Oeuvre portant sur un spectacle banni avant même d’avoir été présenté sur scène, le documentaire Lepage au Soleil: à l’origine de Kanata (2019) d’Hélène Choquette montre la troupe du Théâtre du Soleil dirigée par Robert Lepage de 2016 à 2018, lors de la création de la pièce de théâtre Kanata sur l’histoire des peuples autochtones du Canada.
Au printemps 2016, Ariane Mnouchkine confie sa troupe pour la première fois en 54 ans d’histoire à un autre metteur en scène, le talentueux Robert Lepage. Lors d’un séjour de création dans l’Ouest canadien, les 36 comédiens issus de 11 pays différents s’imbibent de culture autochtone. Ils écoutent leurs témoignages, visitent les lieux de leurs ancêtres et de façon intimiste, la documentariste récolte leurs commentaires et impressions. À travers cette expérience interculturelle, Robert Lepage les guide dans la création du spectacle dont l’histoire des premières nations doit servir de véhicule pour que les acteurs s’y retrouvent et puissent parler d’eux-mêmes.
L’objectif n’est pas d’exposer un thème sur les planches, mais d’inviter à un métissage afin d’incarner une expérience universelle. «Une chose qui était très intéressante dans la Ligue nationale d’improvisation, c’est que les gens m’accordaient énormément de mérite parce que je faisais des impros comparées solo… à la base ce jeu-là devait changer la façon de raconter des histoires, la façon de faire le théâtre ou le cinéma… le prix de ça, c’était de prendre des artisans, des gens du cinéma, puis de tout brasser ça et, ainsi, brasser l’imaginaire pour changer comment on raconte les histoires», a confié Robert Lepage dans une entrevue avec Stéphan Bureau en 2008.
Qu’on ait assisté aux 6 heures de la pièce Lypsinch, à la commande du gouvernement danois le Projet Andersen ou visionné les films Nô (1998) et Le confessionnal (1995), la grandeur du style de Robert Lepage englobant un mode interculturel pris au sens large ne pourrait prendre forme sans cette touche personnelle, voire québécoise. Avec Kanata, il réactualise la rencontre entre les Européens et les Premières Nations sans faire abstraction de l’interstice de deux siècles qui les espacent. Tel un rituel guérisseur, le théâtre exorcise les souvenirs des comédiens de même que les stigmates de la colonisation au Canada.

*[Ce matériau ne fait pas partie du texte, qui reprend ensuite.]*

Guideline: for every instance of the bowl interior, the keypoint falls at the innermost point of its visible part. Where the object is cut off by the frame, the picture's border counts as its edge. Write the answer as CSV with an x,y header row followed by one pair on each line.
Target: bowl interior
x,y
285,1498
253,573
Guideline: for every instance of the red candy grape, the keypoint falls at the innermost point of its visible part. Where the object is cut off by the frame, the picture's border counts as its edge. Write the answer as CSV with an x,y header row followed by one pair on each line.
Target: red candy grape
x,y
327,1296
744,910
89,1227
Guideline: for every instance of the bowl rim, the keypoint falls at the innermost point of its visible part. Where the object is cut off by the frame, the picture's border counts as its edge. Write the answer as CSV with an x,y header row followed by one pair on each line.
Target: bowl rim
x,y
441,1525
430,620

Invoquer l’idée d’appropriation culturelle pour condamner un spectacle, avant même qu’il soit présenté, reviendrait à associer le style ingénieux de Robert Lepage au mythe d’Icare, alors qu’il s’inscrit plutôt dans une conception universaliste du monde. «Le concept de société était beaucoup plus qu’un instrument sociologique d’explication du monde, il contenait la promesse que la remise en question de l’ego devrait être surmontée. Il y avait un rapport entre l’insatisfaction personnelle et l’injustice sociale. Pour cette raison, les plaintes de chacun devenaient un objet légitime de revendications politiques», écrit le sociologue Heinz Bude sur l’année 1968 dans le Frankfurt magazine de mars.

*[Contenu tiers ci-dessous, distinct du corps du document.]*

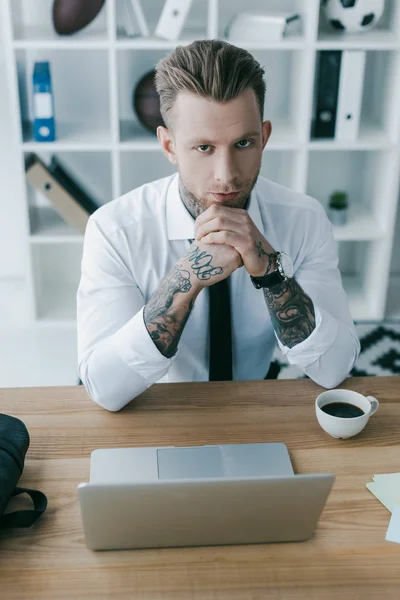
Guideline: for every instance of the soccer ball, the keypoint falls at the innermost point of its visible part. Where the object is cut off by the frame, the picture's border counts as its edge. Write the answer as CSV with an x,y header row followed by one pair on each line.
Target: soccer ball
x,y
353,16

À quel moment des 50 dernières années la société a-t-elle cessé de constituer le baromètre du monde dans lequel on vit? À l’exemple de l’Expo 67, où le pavillon des Premières Nations était érigé aux côtés de celui du Québec et de celui du Canada parmi l’ensemble des représentations nationales, la diversité culturelle a eu droit à un espace d’échanges pendant les trente glorieuses. Au fil du temps, l’avènement du pétrole, la financiarisation de l’économie et le transhumanisme ont entraîné une logique de thésaurisation de l’activité humaine au détriment du compromis politique. La censure des spectacles SLĀV et Kanata était-elle justifiée?
Le documentaire Lepage au Soleil: à l’origine de Kanata (2019) a pris l’affiche le 26 avril.